While I was studying for my masters degree in the mid ’90s, I worked in a University bookshop. The returns policy on mass-market paperbacks was simple: you had to rip the covers off, and throw them in the bin. I remember regarding this task as both depressing and sacrilegious. Books were just commodities?! NO! Acquisitive as well as appalled, I developed a habit of rescuing these books at stock-take time. Having ripped the covers off to render them worthless, I then bought wrapping paper, and re-covered them to render them of readable value again. I found several of these personally wrapped books among my boxes: George Eliot, Dos Passos, John Stuart Mill.

I have always loved reading, and regard the book-as-object as something to be cared for and treasured. And since I was a teenager, I’ve also enjoyed having books, and spent many happy hours seeking them out at library sales, bookfairs, second-hand shops.

I kept on reading and acquiring my way through three degrees. By the time I was appointed to my first lecturing post, my office at work had become a necessary storage space for all my many tomes.

I am still reading and acquiring — ironically, at the very moment the delivery company arrived with my 49 boxes, I was in the process of ordering a couple of books on ABE – but I no longer have the luxury of an external space in which to store my acquisitions.
And they are just that – acquisitions, possessions.

I treated myself to a compact OED when I finished writing my PhD. As an object, with its wee magnifying glass and drawer – it is incredibly pleasing but when was the last time I actually used it? I absolutely love the digital OED, which does not pose storage issues. . .

I hold no truck with authors like Graham Swift, who like to gripe about the effects of digitisation. As far as I’m concerned, e-books hold the potential to put the power of the word back in the hands of writers, encouraging an artisanal independence. And you don’t have to worry about where you are going to put the bloody things.
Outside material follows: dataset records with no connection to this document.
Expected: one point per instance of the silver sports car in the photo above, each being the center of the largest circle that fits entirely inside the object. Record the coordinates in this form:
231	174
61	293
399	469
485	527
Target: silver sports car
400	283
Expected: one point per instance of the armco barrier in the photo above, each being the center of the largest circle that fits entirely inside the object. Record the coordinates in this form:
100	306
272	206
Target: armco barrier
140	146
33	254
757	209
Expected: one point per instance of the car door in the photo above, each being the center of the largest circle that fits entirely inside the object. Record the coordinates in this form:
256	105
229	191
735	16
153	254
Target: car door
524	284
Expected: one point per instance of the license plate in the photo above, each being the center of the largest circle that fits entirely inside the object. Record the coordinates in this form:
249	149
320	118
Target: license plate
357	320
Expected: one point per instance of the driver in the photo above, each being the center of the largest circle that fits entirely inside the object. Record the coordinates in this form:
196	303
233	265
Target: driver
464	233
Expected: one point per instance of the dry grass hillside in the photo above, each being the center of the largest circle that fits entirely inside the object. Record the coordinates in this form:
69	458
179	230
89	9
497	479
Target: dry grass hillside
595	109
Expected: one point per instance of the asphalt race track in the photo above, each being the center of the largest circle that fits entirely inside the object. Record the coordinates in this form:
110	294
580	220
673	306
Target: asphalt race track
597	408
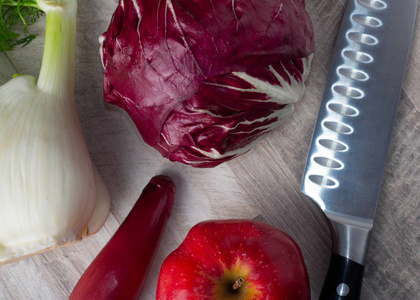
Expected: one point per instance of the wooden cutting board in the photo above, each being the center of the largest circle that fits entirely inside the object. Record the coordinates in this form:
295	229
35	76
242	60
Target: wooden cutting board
262	184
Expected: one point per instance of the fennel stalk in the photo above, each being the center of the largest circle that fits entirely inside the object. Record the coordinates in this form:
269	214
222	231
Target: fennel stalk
51	193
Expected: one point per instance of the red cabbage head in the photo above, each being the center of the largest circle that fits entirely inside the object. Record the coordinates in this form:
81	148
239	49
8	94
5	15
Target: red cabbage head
205	80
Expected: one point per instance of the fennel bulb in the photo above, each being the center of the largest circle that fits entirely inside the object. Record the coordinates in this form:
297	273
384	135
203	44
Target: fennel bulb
50	192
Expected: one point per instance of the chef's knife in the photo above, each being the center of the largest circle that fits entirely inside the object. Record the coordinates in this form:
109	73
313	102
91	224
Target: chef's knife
350	142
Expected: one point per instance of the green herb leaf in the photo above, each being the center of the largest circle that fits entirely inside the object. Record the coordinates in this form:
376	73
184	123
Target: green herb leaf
16	16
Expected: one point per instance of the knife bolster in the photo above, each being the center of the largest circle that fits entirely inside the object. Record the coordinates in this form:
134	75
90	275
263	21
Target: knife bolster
350	241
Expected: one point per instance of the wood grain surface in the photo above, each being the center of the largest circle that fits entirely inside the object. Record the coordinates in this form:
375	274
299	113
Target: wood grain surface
262	184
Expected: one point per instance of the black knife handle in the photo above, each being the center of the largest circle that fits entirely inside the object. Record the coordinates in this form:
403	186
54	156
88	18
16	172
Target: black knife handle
343	281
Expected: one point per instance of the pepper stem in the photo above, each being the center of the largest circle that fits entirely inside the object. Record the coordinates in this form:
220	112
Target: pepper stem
238	283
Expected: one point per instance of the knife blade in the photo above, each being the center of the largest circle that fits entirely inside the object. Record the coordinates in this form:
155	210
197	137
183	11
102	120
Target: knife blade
351	137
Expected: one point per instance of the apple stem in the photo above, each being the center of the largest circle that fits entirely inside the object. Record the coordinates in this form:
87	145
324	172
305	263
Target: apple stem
238	283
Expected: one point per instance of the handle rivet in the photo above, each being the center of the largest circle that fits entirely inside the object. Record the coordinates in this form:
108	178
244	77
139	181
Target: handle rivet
343	289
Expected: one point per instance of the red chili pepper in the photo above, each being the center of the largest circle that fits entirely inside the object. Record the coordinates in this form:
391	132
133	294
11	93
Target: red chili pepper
120	269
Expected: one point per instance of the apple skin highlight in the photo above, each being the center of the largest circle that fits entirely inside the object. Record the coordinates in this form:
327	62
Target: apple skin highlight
216	253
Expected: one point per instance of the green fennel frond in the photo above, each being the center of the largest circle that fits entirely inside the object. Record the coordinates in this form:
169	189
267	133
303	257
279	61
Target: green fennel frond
15	17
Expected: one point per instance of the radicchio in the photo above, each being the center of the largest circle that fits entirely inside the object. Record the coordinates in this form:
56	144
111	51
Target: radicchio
204	80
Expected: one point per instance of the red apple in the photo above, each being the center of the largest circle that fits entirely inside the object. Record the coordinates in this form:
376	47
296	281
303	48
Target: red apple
234	259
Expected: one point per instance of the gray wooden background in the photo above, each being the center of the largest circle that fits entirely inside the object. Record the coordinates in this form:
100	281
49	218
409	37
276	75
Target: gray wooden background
263	183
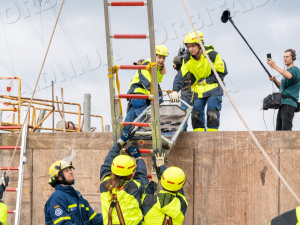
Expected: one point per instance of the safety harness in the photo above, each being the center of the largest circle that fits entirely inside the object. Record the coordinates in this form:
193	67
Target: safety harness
115	204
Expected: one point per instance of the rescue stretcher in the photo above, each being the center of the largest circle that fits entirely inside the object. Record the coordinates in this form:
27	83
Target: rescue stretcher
172	120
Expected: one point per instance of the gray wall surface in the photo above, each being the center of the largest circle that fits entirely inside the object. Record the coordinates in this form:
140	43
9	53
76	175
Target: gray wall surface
228	180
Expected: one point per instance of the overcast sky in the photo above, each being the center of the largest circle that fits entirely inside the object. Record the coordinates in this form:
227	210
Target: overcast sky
78	53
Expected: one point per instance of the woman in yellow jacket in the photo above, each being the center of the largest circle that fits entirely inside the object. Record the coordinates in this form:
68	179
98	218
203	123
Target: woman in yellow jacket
170	205
121	193
141	84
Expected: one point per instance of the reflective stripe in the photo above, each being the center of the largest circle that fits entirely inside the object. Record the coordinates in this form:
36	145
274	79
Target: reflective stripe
72	206
298	215
212	129
199	129
62	218
92	216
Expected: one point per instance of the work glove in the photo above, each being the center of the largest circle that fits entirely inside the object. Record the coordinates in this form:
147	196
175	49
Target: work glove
202	81
128	133
134	152
3	184
161	99
174	97
154	174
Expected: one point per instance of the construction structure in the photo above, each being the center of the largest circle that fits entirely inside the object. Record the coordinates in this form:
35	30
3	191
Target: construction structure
41	111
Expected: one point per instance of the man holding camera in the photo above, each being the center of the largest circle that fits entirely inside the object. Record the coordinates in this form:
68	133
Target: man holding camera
289	87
In their simple status as objects I no longer have use for, I have no problem getting rid of my 49 boxes of book-possessions – but, unfortunately, they are also objects invested with a personality – mine.

The objects speak of fifteen years of teaching.

And of thoughts toward a doctorate.

I spent most of Thursday being profoundly irritated by the fact that, after sorting through thousands of books, I still couldn’t find the paperback copy of Sartor Resartus that I bought on Bury market when I was 16. But, in the end, what does that particular object really mean? I have another copy (of course), my original thoughts about it, and a reinvigorated interest in Carlyle. But it is sometimes very hard to shake off the meanings one invests in objects. As long as these particular objects weren’t here, I didn’t have to think too much about what they represented. Dealing with their presence – as well as their sheer volume – has been quite difficult – much more emotionally difficult, than, say, getting rid of my shoes. Quite apart from the fact that properly cataloguing and selling them would be a gargantuan task that I have absolutely no enthusiasm for, I fear that if the books had stayed around, they would have started to seriously mess with my mind. So, after putting aside all the poetry, the old Marxists, the books written by me or by my friends, I have got rid of the rest. I felt quite peculiar, but lighter, as if sloughing off a dead skin. I am not going to tell you where they went. But if anyone ever comes across a book with my name or notes in it, I don’t want to know.